Attempts on Tuesday to negotiate a cease-fire by a delegation of Lebanese Sunni clerics were not promising. Gunmen opened fire on the delegation as it approached the town, injuring three. The assailants then shot at a group of Syrians who went to rescue the injured clerics, killing one of them and injuring several more, according to Haitham Tomia, a member of the negotiating team dispatched by the Association of Muslim Scholars.

He said the rebels in the town appear to be split, between those who want to negotiate an end to the fighting and the extremists, whom the clerics were unable to contact.
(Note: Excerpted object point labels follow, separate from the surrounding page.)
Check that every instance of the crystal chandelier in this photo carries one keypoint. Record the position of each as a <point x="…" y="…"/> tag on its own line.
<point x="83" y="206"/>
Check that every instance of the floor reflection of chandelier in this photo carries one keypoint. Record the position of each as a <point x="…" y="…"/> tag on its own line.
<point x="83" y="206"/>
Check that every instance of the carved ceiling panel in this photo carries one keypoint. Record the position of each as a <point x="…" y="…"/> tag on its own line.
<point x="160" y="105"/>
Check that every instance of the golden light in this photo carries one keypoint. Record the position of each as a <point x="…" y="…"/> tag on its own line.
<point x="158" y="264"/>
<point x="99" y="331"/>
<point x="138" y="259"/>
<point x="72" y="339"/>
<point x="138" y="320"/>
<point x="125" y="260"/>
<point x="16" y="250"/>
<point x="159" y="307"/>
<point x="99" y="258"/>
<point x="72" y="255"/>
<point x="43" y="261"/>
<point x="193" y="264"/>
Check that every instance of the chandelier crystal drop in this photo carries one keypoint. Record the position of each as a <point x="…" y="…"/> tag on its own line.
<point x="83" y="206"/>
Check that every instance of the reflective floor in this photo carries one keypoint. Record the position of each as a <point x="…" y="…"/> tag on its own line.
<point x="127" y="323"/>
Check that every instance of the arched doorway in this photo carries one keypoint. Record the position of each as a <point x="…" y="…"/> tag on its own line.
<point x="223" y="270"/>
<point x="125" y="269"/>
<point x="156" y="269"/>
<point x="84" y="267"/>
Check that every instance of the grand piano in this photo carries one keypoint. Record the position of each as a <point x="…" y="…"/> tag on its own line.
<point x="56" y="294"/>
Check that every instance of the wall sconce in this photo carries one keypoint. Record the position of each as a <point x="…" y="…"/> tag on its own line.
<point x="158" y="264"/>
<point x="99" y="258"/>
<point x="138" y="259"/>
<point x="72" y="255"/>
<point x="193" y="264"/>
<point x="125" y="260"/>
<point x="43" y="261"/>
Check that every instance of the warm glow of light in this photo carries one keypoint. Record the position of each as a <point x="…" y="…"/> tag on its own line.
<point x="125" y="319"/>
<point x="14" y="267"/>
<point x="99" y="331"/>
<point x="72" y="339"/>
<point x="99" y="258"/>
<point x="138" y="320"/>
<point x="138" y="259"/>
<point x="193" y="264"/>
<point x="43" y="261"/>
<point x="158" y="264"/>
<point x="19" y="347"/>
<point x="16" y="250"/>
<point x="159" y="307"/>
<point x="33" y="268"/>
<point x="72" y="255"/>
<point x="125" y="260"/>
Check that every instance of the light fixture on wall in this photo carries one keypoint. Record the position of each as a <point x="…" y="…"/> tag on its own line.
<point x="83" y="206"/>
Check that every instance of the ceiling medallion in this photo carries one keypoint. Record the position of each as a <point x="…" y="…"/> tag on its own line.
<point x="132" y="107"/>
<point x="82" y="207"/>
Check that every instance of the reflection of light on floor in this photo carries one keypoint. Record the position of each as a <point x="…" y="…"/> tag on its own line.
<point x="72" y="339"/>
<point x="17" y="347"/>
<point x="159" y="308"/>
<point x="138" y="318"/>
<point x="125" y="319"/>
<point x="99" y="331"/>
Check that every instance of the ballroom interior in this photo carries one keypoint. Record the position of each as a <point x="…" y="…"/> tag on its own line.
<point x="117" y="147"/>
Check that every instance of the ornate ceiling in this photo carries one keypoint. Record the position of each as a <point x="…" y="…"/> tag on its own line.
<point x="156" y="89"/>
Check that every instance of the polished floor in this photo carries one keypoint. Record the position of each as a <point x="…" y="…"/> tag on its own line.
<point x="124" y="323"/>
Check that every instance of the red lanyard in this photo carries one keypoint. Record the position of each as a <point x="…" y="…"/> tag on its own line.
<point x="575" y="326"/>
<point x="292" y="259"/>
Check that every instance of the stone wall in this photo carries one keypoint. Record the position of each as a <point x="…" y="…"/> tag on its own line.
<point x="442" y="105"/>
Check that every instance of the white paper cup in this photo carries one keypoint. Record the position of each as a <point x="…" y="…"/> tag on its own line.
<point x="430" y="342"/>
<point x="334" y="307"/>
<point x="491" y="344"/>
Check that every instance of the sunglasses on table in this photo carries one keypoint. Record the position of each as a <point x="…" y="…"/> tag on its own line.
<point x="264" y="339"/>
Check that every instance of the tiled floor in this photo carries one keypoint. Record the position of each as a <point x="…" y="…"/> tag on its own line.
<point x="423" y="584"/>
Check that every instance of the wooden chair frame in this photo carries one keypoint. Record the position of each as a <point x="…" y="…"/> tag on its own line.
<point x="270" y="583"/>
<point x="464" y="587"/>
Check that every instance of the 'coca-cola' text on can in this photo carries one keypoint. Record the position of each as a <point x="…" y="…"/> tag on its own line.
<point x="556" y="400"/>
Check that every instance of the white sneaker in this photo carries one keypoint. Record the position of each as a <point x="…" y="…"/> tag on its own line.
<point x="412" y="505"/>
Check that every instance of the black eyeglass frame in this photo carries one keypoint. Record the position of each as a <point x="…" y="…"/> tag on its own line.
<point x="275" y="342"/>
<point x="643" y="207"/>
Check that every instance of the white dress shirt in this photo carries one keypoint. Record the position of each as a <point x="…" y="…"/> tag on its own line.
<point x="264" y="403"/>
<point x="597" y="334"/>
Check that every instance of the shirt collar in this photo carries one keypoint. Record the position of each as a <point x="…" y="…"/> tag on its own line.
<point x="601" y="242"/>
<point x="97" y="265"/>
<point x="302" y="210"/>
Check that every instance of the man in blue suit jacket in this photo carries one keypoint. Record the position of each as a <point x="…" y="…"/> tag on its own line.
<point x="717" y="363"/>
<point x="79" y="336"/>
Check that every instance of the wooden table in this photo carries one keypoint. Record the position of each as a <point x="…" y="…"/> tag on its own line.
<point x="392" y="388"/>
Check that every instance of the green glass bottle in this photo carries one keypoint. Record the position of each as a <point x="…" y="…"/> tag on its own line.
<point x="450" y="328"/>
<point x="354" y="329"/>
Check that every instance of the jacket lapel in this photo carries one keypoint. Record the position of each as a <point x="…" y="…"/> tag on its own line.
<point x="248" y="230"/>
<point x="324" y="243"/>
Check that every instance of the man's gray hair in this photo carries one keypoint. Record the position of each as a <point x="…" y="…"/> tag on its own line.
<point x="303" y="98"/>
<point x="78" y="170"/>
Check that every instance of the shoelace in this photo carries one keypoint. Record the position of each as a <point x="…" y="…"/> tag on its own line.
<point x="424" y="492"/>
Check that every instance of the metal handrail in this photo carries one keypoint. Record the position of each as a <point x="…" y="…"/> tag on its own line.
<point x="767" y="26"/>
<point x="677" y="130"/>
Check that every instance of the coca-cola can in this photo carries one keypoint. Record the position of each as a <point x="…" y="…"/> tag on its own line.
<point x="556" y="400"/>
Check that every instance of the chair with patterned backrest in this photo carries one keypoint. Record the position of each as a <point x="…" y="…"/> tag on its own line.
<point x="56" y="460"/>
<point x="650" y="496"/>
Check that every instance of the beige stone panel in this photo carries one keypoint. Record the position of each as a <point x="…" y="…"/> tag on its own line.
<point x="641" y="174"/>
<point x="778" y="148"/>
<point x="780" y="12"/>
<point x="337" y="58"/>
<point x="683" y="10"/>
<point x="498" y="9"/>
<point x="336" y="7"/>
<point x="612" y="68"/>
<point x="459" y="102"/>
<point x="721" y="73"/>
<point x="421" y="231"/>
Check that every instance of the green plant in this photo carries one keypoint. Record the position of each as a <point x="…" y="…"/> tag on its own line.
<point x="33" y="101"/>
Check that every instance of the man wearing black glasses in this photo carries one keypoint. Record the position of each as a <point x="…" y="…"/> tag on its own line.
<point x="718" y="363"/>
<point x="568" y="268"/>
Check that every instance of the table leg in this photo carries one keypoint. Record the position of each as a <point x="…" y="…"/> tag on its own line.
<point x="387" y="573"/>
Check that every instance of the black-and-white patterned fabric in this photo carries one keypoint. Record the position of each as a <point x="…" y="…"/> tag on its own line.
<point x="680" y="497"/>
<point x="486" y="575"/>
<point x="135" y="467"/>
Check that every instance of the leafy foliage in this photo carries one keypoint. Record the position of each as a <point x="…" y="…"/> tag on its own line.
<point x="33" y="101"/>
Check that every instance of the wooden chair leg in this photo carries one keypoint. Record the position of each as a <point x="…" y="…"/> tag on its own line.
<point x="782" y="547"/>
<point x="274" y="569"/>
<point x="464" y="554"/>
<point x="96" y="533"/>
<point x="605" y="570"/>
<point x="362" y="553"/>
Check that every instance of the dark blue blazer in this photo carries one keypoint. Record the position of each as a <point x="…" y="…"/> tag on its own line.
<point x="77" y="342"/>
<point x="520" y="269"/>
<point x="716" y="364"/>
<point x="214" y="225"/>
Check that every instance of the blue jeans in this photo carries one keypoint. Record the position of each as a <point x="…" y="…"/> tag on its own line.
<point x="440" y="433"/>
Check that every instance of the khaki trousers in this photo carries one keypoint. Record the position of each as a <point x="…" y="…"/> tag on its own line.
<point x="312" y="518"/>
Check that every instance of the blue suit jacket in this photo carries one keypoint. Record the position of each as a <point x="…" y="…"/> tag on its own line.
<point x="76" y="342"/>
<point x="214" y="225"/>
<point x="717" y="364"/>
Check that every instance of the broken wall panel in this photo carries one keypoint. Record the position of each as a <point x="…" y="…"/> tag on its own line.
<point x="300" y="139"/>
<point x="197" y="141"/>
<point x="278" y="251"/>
The rebels who are talking to the delegation want to release the captive soldiers, withdraw from the town and end the fighting in return for guarantees of safety for the refugees who will remain behind, Tomia said.
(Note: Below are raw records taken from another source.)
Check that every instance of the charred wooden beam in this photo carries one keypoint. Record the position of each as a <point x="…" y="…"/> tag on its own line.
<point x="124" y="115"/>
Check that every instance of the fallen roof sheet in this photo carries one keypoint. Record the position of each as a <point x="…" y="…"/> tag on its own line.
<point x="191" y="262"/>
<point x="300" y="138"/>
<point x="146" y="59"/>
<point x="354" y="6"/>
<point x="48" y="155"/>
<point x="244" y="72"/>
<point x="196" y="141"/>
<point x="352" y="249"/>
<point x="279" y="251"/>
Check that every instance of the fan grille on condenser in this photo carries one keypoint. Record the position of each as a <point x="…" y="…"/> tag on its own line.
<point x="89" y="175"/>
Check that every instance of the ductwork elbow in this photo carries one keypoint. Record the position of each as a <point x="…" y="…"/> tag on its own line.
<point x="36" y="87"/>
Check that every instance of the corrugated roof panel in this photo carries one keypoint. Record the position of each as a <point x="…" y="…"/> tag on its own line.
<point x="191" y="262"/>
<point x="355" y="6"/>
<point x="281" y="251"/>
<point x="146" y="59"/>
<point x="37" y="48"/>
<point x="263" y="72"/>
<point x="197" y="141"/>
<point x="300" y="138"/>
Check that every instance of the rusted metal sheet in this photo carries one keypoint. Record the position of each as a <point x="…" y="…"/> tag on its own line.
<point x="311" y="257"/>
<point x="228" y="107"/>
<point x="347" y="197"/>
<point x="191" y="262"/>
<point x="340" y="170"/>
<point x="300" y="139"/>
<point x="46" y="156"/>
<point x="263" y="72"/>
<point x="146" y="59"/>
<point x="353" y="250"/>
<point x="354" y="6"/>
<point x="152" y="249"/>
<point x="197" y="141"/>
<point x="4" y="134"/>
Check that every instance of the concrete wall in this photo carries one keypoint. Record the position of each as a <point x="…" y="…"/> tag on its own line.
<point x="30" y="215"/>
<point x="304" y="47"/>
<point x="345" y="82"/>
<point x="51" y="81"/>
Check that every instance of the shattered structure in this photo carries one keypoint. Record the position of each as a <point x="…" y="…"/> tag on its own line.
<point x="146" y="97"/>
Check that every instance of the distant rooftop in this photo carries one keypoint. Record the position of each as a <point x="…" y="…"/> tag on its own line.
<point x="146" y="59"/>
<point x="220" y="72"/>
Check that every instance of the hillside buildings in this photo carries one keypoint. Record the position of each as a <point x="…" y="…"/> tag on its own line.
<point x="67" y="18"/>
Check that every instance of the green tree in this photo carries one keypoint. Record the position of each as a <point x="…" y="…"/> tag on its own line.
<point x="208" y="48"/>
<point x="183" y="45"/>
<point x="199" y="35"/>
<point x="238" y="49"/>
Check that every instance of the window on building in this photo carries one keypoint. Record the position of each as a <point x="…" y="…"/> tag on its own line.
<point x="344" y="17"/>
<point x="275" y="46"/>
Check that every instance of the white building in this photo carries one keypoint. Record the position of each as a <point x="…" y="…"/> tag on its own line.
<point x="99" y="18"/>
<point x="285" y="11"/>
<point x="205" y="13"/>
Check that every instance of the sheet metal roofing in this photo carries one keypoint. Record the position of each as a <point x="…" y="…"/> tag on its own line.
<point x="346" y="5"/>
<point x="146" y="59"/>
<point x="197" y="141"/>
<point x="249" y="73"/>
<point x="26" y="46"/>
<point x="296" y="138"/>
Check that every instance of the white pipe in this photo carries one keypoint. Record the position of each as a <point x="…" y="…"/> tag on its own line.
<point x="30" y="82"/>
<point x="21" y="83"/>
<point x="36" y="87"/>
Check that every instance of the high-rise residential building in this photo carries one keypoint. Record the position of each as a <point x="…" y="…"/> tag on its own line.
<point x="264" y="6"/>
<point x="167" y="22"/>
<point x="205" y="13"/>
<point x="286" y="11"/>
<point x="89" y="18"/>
As a gesture of goodwill, those rebels, including members of the al-Qaeda-affiliated Jabhat al-Nusra, released three Lebanese policemen captured on the first day of fighting. But the clerics have had no contact with the captors of the Lebanese soldiers, who are apparently with the more extremist Islamic State, leaving it unclear whether they are prepared to negotiate an end to the standoff.

“The people who are requesting the release of Jumaa are not part of the negotiations,” he said, referring to the rebel leader. “There is more than one group, they are not under a single leadership . . . and it is an unclear situation.”
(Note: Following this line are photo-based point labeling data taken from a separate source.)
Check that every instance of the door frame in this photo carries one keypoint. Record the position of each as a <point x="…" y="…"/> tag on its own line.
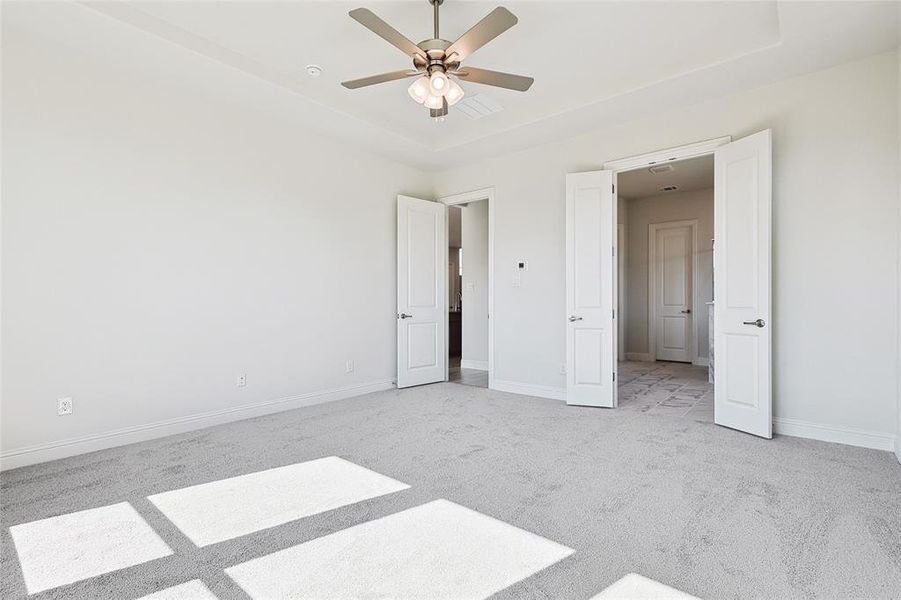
<point x="622" y="291"/>
<point x="484" y="194"/>
<point x="653" y="228"/>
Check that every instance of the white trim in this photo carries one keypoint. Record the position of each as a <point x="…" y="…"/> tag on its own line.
<point x="622" y="299"/>
<point x="476" y="365"/>
<point x="530" y="389"/>
<point x="29" y="455"/>
<point x="466" y="198"/>
<point x="652" y="284"/>
<point x="669" y="155"/>
<point x="833" y="433"/>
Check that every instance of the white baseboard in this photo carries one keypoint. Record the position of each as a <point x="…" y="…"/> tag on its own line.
<point x="477" y="365"/>
<point x="831" y="433"/>
<point x="29" y="455"/>
<point x="529" y="389"/>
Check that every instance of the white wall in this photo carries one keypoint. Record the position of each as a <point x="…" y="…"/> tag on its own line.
<point x="660" y="209"/>
<point x="836" y="167"/>
<point x="157" y="243"/>
<point x="475" y="284"/>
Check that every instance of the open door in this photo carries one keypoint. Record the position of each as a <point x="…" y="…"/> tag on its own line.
<point x="590" y="289"/>
<point x="741" y="258"/>
<point x="421" y="292"/>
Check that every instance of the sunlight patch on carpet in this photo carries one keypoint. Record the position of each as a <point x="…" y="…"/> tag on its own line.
<point x="228" y="508"/>
<point x="436" y="550"/>
<point x="68" y="548"/>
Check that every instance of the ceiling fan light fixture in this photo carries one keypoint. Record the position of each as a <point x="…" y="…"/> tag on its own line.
<point x="434" y="102"/>
<point x="438" y="83"/>
<point x="419" y="89"/>
<point x="454" y="93"/>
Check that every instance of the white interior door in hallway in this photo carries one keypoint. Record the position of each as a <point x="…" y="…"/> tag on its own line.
<point x="590" y="289"/>
<point x="671" y="253"/>
<point x="421" y="292"/>
<point x="742" y="279"/>
<point x="743" y="175"/>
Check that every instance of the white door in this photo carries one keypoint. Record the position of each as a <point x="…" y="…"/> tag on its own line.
<point x="741" y="258"/>
<point x="421" y="292"/>
<point x="590" y="289"/>
<point x="673" y="325"/>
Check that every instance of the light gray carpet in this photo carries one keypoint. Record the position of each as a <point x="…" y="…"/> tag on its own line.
<point x="713" y="512"/>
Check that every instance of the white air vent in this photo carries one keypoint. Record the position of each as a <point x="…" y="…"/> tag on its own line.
<point x="478" y="106"/>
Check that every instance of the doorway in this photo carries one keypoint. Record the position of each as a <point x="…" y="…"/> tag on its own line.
<point x="742" y="224"/>
<point x="665" y="293"/>
<point x="469" y="288"/>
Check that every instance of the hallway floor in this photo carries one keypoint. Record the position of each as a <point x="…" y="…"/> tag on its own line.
<point x="471" y="377"/>
<point x="678" y="390"/>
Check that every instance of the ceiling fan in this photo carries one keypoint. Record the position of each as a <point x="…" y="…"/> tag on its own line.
<point x="435" y="60"/>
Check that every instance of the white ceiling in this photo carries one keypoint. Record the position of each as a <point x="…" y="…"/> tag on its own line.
<point x="688" y="175"/>
<point x="594" y="63"/>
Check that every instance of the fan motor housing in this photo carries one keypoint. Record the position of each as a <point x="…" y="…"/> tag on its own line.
<point x="435" y="51"/>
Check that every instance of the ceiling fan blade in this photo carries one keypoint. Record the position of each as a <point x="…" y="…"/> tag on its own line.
<point x="495" y="78"/>
<point x="497" y="22"/>
<point x="382" y="78"/>
<point x="372" y="22"/>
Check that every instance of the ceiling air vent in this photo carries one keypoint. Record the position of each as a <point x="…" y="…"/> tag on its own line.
<point x="478" y="106"/>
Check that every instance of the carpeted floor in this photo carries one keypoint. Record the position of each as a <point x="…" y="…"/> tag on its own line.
<point x="713" y="512"/>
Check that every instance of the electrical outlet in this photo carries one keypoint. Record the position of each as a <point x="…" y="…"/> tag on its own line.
<point x="64" y="406"/>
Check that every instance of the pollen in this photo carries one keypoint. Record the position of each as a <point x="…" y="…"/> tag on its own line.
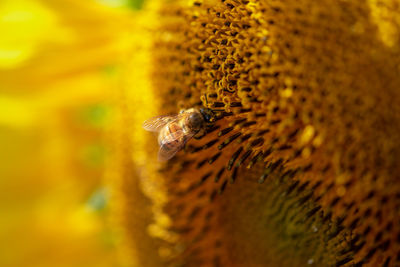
<point x="306" y="134"/>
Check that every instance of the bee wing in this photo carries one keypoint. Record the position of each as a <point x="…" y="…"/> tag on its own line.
<point x="169" y="149"/>
<point x="155" y="124"/>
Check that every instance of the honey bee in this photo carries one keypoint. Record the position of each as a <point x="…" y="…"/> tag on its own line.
<point x="175" y="130"/>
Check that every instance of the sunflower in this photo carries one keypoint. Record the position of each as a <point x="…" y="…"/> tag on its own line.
<point x="299" y="168"/>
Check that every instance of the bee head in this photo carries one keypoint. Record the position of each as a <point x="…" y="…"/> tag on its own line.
<point x="208" y="114"/>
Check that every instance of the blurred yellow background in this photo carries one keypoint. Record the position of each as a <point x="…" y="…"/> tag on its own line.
<point x="59" y="70"/>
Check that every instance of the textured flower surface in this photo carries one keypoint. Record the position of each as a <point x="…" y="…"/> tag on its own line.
<point x="58" y="66"/>
<point x="301" y="166"/>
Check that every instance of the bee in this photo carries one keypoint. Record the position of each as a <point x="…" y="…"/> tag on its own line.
<point x="175" y="130"/>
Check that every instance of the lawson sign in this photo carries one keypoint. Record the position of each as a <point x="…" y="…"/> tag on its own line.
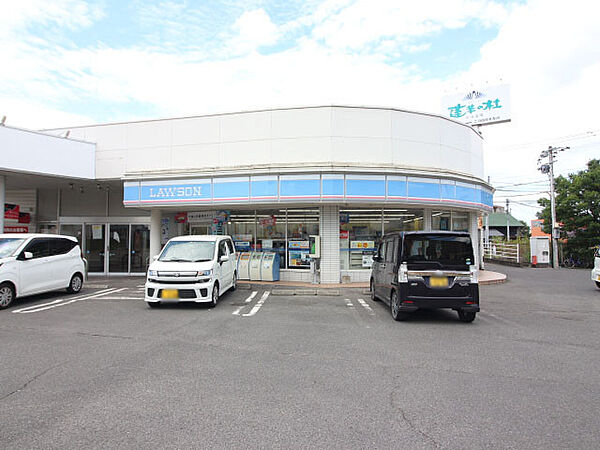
<point x="146" y="192"/>
<point x="313" y="187"/>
A tentative truce, declared late Tuesday to facilitate the evacuation of wounded civilians and the release of the captive soldiers, failed to take hold after more shooting erupted. A senior Lebanese army officer, speaking on the condition of anonymity because of the sensitivity of the subject, said the army would not accept a full cease-fire with the militants unless all the hostage soldiers are freed.

Arsal, tucked into mountainous terrain on the northern edge of Lebanon’s Bekaa Valley, has long served as an important hub for Syrian rebels seeking to unseat President Bashar al-Assad. Its Sunni residents had mostly welcomed the refugees, many of them families of the fighters who crisscross the border. The town, however, had not previously been regarded as a stronghold of the Islamic State, whose support has mostly been concentrated in northern and eastern Syria.

Arsal residents and Syrian refugees said they were surprised by the sudden appearance of the militants, who swept into the town from the rocky wilderness spanning the Syria- Lebanon border Saturday. One Lebanese resident of the town, who asked to remain anonymous because he fears for his safety, said that no more than 50 Islamic State fighters entered the town. But Jumaa, the man detained by the army, is a popular local leader and the militants quickly rallied support from young men among the refugees crowded into tented settlements around the town, he said.

Meanwhile, tensions ignited by the confrontation threatened to erupt elsewhere in the country. Gunmen opened fire on a bus carrying Lebanese soldiers in northern Lebanon, wounding at least seven.

Sunni Lebanese politicians with the mainstream Future Movement accused the Shiite Lebanese movement Hezbollah of aggravating extremism by sending fighters into Syria to help Assad’s government combat the rebellion against his rule. In a statement, the movement called on Hezbollah to withdraw from Syria.

Hezbollah issued a statement denying allegations that its members were involved in the fighting.

Ahmed Ramadan contributed to this report.